A team of international researchers from the London School of Hygiene & Tropical Medicine (LSHTM), Australia, Eritrea and WHO has uncovered new evidence that malaria parasites in Eritrea are developing resistance to common treatments and becoming harder to detect with widely used diagnostic tests. 

The study, published in The Lancet Regional Health, highlights a concerning trend that could impact malaria control efforts in the region.

By analysing malaria samples from patients across Eritrea, the researchers identified genetic mutations that allow certain malaria strains to evade rapid diagnostic tests (RDTs) and resist treatment with artesunate-amodiaquine, a frontline antimalarial drug. 

Notably, the study found that 11.9% of samples contained the pfk13 Arg622Ile mutation, which has been linked to partial resistance to artemisinin-based therapies. This mutation was more prevalent in parasites that also had deletions in the pfhrp2 and pfhrp3 genes—key markers that rapid tests rely on to detect malaria. These findings suggest that drug resistance and diagnostic escape may be working together to drive the spread of these difficult-to-treat malaria strains.

Eritrea was the first African country to stop using HRP2-based RDTs after discovering that genetic changes in malaria parasites were causing false-negative test results. It was also the first country in Africa to report the pfk13 Arg622Ile mutation, marking a significant milestone in the fight against drug-resistant malaria.

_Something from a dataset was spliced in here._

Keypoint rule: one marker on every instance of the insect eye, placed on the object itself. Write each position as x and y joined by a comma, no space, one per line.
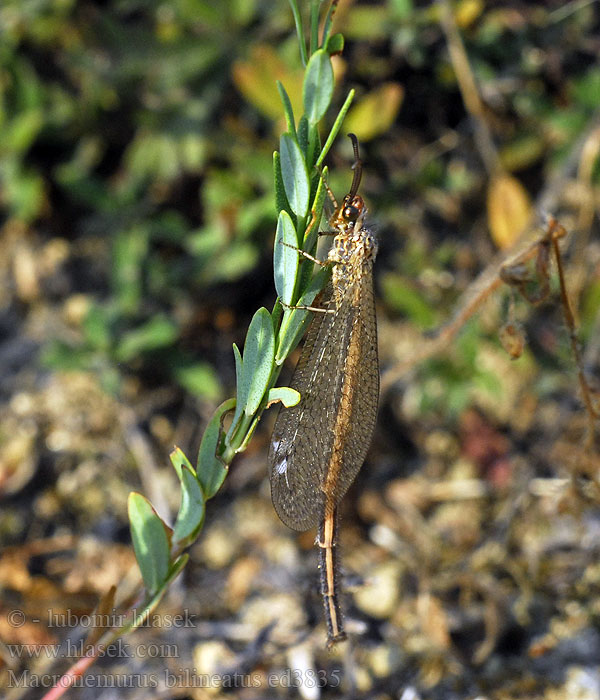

Associate Professor Dr Khalid Bashir said: “This study highlights a concerning combination of drug resistance and diagnostic escape in malaria parasites in Eritrea, emphasising the urgent need for enhanced surveillance and alternative diagnostic and treatment tools in Africa. As resistance to both detection and treatment spreads, timely data and adaptive strategies will be crucial to safeguard progress in malaria control. Strengthening regional collaborations, such as WHO HANMAT network, increasing investment in the surveillance of biological threats and integrating genomic monitoring can help detect emerging threats early and guide policy decisions.”

The researchers noted limitations of the study including the fact it relied on previously collected samples and may not fully reflect Eritrea’s current malaria landscape. They emphasise the need for ongoing surveillance to track the spread of resistant malaria strains and adapt control strategies accordingly.

The research was funded by the Wellcome Trust ISSF and the US Department of Defence Armed Forces Health Surveillance Division.